Le marché de l’art est international. Si certaines grandes places d’échanges se distinguent (Paris, Londres et New-York), il est à observer à l’échelle mondiale. Ce marché, entre raison et passion, n’est peut-être pas toujours prévisible ; mais cette fois, au moins, nous savons ce qui se passe. Après la bulle japonaise du début des années 90 et la crise financière de 2009, le marché de l’art subit aujourd’hui les effets d’une crise sanitaire mondiale.

Au premier semestre de l’année 2020, les ventes aux enchères des principales maisons de vente ont connu une chute libre avec un recul de 49 % (selon Art Tactic). La situation n’est pas plus reluisante du côté des galeries qui ont vu leurs ventes reculer de 36 % (selon l’étude Art Basel/UBS Gallery 2020). S’ajoute à cela une baisse du prix moyen de l’ordre de 40 %, selon un rapport publié au mois de septembre par le site Art News.

Les musées sont en difficulté et certains sont même contraints de prendre des décisions controversées. À Londres, la Royal Academy a annoncé un étrange dilemme : l’institution doit choisir entre vendre un tondo (sculpture en marbre) de Michel-Ange estimé à environ 6 millions ou perdre 150 employés. À New York, le musée de Brooklyn proposera 12 œuvres lors d’une prochaine vente aux enchères Christie’s, dont une pièce de Lucas Cranach.

Tandis que les galeries s’attendent à un nouveau recul et adoptent des mesures de protection parmi lesquelles la réduction des coûts : un tiers des galeries interrogées pour le rapport Art Basel ont déclaré avoir dû réduire leur personnel depuis mars 2020. Dans l’Hexagone, les organisations syndicales tirent la sonnette d’alarme. L’état répond, en instaurant des filets de sécurité : report de cotisations sociales et accès facilité aux prêts notamment.

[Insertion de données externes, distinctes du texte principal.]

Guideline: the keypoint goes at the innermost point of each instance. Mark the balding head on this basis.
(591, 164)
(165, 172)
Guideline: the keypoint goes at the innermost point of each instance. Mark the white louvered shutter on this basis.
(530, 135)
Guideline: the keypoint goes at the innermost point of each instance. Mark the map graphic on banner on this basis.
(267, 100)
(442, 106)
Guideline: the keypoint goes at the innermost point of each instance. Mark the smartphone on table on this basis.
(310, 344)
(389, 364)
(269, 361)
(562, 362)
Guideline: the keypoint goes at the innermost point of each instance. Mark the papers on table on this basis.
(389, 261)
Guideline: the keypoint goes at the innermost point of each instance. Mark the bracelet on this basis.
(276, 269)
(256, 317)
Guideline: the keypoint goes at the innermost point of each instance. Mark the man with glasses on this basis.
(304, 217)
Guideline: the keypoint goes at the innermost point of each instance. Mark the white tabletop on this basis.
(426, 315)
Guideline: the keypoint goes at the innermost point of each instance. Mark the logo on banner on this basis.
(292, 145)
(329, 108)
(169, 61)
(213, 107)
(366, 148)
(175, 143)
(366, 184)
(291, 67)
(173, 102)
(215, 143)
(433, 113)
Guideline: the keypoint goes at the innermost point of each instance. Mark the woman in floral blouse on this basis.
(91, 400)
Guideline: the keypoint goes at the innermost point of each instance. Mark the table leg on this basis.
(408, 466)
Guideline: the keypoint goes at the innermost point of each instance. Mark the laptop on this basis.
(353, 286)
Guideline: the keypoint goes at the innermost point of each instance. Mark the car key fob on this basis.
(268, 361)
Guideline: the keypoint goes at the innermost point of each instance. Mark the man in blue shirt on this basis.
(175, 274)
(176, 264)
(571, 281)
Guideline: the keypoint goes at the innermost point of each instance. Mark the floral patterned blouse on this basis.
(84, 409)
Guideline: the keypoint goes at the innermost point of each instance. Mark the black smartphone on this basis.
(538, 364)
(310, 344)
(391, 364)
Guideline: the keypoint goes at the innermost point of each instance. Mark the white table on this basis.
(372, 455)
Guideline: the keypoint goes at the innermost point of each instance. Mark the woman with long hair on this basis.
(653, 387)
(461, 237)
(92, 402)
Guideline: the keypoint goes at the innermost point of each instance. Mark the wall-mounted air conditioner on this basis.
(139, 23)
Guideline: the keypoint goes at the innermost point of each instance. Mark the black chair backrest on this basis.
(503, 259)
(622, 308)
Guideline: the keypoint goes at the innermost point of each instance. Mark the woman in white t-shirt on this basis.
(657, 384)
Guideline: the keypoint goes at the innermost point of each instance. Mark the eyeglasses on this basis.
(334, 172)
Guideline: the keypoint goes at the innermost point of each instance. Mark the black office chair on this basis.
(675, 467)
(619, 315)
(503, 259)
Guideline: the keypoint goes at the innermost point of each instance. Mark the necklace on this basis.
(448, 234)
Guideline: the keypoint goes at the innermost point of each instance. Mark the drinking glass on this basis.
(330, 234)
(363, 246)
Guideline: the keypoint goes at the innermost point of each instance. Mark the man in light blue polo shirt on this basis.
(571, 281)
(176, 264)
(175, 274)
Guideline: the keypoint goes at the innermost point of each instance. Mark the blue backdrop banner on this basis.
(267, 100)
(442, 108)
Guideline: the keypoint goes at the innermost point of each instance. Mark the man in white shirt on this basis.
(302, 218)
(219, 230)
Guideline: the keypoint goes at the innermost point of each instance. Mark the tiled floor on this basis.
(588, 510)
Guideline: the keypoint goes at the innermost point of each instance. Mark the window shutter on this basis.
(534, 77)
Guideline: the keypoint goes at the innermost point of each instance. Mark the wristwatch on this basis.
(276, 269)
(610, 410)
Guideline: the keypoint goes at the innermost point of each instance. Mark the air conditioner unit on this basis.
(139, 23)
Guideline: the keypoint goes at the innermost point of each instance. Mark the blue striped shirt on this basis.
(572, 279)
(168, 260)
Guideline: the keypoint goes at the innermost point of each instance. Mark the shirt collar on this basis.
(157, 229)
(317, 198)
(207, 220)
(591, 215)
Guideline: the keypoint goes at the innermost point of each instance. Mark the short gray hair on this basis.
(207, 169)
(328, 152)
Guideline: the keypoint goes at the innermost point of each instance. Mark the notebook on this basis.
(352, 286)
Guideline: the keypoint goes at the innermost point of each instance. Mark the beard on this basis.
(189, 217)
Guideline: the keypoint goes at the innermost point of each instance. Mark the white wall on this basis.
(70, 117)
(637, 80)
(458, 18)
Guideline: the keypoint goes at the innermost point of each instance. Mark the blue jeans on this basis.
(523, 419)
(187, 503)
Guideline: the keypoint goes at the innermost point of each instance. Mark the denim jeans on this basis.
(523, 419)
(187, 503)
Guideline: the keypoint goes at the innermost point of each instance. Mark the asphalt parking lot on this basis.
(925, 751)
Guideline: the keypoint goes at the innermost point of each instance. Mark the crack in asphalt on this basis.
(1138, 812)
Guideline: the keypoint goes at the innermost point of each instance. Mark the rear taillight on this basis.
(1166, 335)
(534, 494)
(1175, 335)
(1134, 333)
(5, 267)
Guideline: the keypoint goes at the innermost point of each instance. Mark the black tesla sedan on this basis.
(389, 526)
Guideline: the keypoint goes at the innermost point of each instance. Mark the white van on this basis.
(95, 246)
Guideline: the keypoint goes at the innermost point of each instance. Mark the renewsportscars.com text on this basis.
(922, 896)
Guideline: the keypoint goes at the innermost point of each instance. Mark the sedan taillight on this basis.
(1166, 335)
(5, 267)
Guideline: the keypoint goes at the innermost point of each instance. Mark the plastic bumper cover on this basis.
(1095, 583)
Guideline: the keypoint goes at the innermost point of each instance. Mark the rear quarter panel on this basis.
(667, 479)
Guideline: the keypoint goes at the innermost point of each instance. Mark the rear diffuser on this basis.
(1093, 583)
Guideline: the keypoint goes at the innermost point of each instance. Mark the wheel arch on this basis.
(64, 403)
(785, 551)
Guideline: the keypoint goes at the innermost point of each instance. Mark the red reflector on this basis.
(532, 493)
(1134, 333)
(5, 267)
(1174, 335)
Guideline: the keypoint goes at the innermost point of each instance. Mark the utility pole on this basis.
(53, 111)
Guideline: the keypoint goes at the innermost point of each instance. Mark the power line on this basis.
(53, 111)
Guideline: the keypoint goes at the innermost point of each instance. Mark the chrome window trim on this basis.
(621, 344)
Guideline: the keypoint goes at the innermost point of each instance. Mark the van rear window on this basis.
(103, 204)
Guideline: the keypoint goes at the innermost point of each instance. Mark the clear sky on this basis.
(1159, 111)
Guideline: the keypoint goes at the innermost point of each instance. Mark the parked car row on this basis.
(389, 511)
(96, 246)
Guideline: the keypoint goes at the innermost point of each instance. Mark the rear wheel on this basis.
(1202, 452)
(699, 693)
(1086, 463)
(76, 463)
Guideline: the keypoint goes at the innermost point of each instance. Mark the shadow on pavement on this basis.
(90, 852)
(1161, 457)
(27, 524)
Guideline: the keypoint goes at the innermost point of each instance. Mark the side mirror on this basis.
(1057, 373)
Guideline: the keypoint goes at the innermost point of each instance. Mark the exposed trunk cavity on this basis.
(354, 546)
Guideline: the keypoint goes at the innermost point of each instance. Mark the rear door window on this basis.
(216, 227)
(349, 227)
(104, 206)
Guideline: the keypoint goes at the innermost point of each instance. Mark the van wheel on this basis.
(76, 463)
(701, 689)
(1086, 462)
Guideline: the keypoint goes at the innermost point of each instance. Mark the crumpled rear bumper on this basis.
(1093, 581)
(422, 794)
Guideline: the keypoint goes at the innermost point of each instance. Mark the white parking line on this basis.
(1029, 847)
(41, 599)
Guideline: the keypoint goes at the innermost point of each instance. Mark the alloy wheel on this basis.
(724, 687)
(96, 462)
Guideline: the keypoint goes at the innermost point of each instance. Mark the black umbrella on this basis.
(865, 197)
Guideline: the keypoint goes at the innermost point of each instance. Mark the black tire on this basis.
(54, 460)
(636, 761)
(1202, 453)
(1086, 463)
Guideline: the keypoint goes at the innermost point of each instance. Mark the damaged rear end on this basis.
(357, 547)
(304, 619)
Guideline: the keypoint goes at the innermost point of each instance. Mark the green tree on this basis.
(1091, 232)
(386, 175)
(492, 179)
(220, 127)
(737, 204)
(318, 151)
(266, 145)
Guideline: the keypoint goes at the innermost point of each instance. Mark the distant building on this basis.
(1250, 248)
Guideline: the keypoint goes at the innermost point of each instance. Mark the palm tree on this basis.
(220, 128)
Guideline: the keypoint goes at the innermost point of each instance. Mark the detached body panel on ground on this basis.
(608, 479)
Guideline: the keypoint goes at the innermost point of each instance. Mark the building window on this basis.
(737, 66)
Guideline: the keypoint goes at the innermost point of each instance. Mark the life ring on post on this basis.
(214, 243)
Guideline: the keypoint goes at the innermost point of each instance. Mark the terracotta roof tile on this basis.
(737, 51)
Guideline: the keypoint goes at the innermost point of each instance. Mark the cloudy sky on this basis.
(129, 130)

« La transformation digitale touche les transactions et fait bondir la courbe des ventes via Internet. Alors qu’elles ne représentaient que 9 % en 2019, elles comptent désormais pour 37 % des ventes au premier semestre 2020. »

Une transition numérique : performance, transparence et recrutement

Une autre mesure de protection des galeries vise à augmenter les activités numériques ; soupire le galeriste Christian Depardieu. La transformation digitale touche les transactions et fait bondir la courbe des ventes via Internet. Alors qu’elles ne représentaient que 9 % en 2019, elles comptent désormais pour 37 % des ventes au premier semestre 2020 (source : Art Basel/UBS Gallery 2020).
Celles-ci s’accompagnent de la création de véritables expériences numériques : vidéos des œuvres in situ, chat avec des spécialistes, conseils, etc. L’écrin digital apporte plus de transparence, ouvre le secteur à un public plus large et finalement permet d’échanger sur le premier et sur le second marchés, toutes les signatures – des plus émergentes au plus renommées.
Conjointement, les réseaux sociaux connaissent un essor. Instagram figure aujourd’hui au panel des outils utilisés par les maisons de vente.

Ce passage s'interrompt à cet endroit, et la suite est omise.